One quick plug for the upcoming Atlantic Causal Inference Conference in NYC: we’ll be hosting a short “debate” between Tyler VanderWeele and Mark VanderLaan (the “vanderBate”). Mark argues that we should really focus on the estimation method we use in these settings—double-robustness and machine learning-based approaches (like TMLE), he believes, are strongly preferable to parametric regression models. Tyler, by contrast, argues that what really matters in all of this is the ignorability assumption and that we should be focused much more on questions of sensitivity. As you might imagine, I’m very much on Tyler’s side here.
My take away is that in practice it makes sense to just try both approaches (“fit the damn model” + your favorite weighting scheme), and check that the answer doesn’t depend too much on the method. If it does, then I guess you’d have to think a bit more carefully about which method is preferred, but if it doesn’t then it’s just one less thing to worry about….
Is there any way to check if the ignorability assumption is reasonable? For the bail problem, do we just have to assert that it’s unlikely a judge can glean much useful information by staring into a defendant’s eyes, or is there a more compelling argument to make?
Ignorability is an assumption but it can be possible to quantify departures from ignorability. The idea is to make predictions of distributions under the model and have some continuous nonignorability parameter (that’s 0 if ignorable, + if selection bias in one way, – if selection bias in another way). Obv this 1-parameter model can’t capture all aspects of nonignorability but you might be able to have it capture the departures of particular concern. Anyway, once you have this, you can make inferences under different values of this parameter and you can assess whether the inferences make sense. In your example below, the idea would be to model how much information the judge could plausibly learn from the defendant’s eyes, over and above any info in the public record.
There’s a massive literature on this sort of thing. Some immediate suggestions:
Seminal paper from Rosenbaum and Rubin here)
Guido Imbens’ version here
Paul Rosenbaum’s textbooks (though these are all randomization based), here
Recent work from my long-time collaborator Peng Ding, here
Happy to suggest more.

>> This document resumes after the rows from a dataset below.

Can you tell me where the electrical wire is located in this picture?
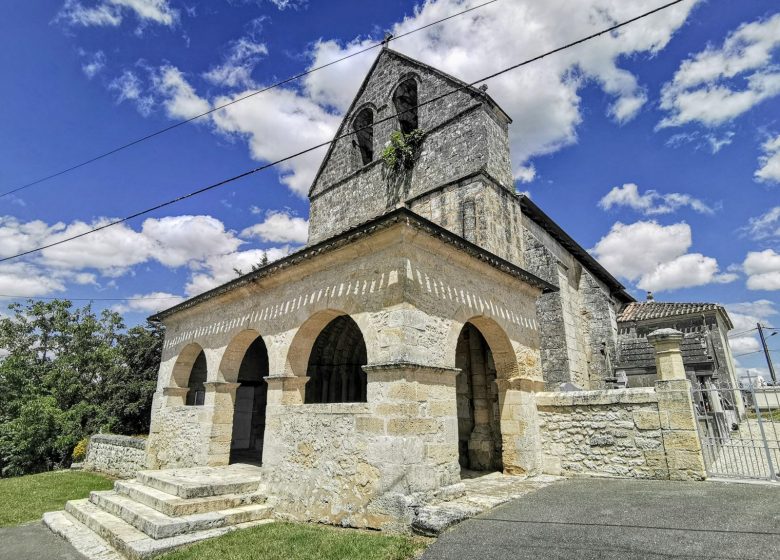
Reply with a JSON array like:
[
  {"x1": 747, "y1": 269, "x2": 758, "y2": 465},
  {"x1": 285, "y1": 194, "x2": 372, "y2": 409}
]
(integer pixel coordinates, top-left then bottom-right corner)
[
  {"x1": 0, "y1": 0, "x2": 685, "y2": 262},
  {"x1": 0, "y1": 0, "x2": 498, "y2": 198}
]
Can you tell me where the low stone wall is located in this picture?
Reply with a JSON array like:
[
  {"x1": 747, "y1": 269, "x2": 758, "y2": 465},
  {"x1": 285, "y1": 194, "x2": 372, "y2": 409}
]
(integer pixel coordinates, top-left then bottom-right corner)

I’m not really doing justice to the biostats side.
Lots of good stuff here. Let me emphasize that the fact that I consider some methods to be “hype” should not be taken to imply that I think they should never be used. I say this for two reasons. First, a method can be hyped and still be good. Bayesian methods could be said to be hyped, after all! Second, I have a lot of respect for methods that people use on real problems. Even if I think a method is not optimal, it might be the best thing standing for various problems.